Right before the explosions, we had been talking about groups of people from the Marines (or Army, I admit I don’t know) who ran the course in their uniforms with backpacks.  Grace’s first reaction to the events, and to the few pictures she saw of the devastation (before I turned the TV off), was: “But those poor people just came home from war, where they saw this all the time.  They weren’t supposed to see it at home.”

Indeed, they weren’t.

I spent the afternoon toggling between bewilderment at this world that we live in, trying to understand what feels like a relentless wave of violence, and hugely heartened by it, as I received more texts and emails than I can count from people from all corners of my life (and the world) checking that we were okay.

But most of all, this: the city of my heart, my home, is bleeding and broken, under attack.

On our day of celebration, which starts at dawn with reenactments of the battles of Lexington and Concord and ends with the last runners limping across the finish line long after the sun has gone down.  Our day of inspiration and striving, of humanity at its finest: I am always moved equally by the runners who push themselves past all reason and by the spectators who come out to watch the river of dedication and devotion.  Marathon Monday is a pure celebration of our beating hearts and of our feet walking on this earth.  This day, this Patriot’s Day, our day, is now forever marked by explosions, lost limbs, dead children (my GOD – an eight year old – Whit is eight – how is this possible?), senseless death and hurt.

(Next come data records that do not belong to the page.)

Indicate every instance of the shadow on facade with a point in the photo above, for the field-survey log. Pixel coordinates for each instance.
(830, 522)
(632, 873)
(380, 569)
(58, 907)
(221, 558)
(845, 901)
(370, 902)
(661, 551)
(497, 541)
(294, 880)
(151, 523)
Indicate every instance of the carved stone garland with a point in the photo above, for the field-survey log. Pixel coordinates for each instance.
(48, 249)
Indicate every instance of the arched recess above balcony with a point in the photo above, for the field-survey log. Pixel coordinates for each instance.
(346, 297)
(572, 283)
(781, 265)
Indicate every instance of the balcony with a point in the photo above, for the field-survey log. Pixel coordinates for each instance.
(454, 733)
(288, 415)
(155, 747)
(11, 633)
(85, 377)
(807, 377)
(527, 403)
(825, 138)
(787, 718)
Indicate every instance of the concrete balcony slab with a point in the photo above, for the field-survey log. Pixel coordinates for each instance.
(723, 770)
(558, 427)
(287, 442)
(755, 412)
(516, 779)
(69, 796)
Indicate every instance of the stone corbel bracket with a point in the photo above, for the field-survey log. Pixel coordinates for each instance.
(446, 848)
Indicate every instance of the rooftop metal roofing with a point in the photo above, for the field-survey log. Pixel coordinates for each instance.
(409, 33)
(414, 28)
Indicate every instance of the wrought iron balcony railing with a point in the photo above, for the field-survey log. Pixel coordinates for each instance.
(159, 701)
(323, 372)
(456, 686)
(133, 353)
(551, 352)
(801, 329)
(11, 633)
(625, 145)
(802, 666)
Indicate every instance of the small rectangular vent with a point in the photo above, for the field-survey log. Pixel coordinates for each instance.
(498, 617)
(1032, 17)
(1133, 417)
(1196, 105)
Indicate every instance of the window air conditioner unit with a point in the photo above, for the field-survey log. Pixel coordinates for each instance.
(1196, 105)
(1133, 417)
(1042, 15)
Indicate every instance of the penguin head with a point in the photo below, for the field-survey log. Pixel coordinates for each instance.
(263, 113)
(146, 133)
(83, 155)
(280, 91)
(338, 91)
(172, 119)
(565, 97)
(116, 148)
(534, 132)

I hate that it happened on our day, on Patriot’s Day, on Marathon day.  I hate that this happened at all.

I ache for my city, the city I was born in, the city I’ve lived in since I graduated from college, the city I love, my home.

I know that many other cities in our country have been visited by tremendous pain and brutality over the last several years.  I feel a sense of “it’s our turn,” followed immediately by outrage that I could ever say that. What world do we live in where that’s the deal?